'Why, he’s not good enough for Victoria.'
'Not good enough? Why, what’s the matter with Jim? I never heard a word against him and I’ve known him ever since he was a little shaver. He’s steady as can be, and a hard worker.'
'I know all that. I wasn’t thinking about such things. I was thinking about—oh, about—other things.'
'Other things? Well, what on earth is the matter with the other things? Forman’s place is as good as any hereabouts, and it’s clear, and only three children to be divided among. There’s money in the bank, too, I’ll bet.'
'But Victoria is so young, Jake. Why, she’s just a girl!'
'She’s old as you was, when we got married, Em.'
He went into the kitchen for another drink of water. When he came through the room, he bent over to pick up his shoes.

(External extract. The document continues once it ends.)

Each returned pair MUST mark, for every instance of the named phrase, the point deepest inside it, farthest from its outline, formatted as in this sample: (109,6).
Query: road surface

'Say, Em,' he said, 'you surely don’t mean what you’ve been saying, do you, about Jim not being good enough for Vic? 'Cause it ain’t likely that she’ll ever get another chance as good.'
She did not answer. The man looking at her, the man who had lived with her for more than twenty years, did not know that a sudden rage against life was in her heart. He did not know that the lost dreams of her youth were crying out in her against the treachery of life. He did not know that the bandage which the years had mercifully bound across her eyes had fallen away, and that she was seeing the everlasting tragedy of the conflict between dreams and life. He did not know that, in that moment, she was facing the supreme sorrow of motherhood in the knowledge that the beloved child cannot be spared the disillusions of the years. He only knew that she was worried.
'Don’t you be giving Vic any of your queer notions,' he said, in a voice which was almost harsh.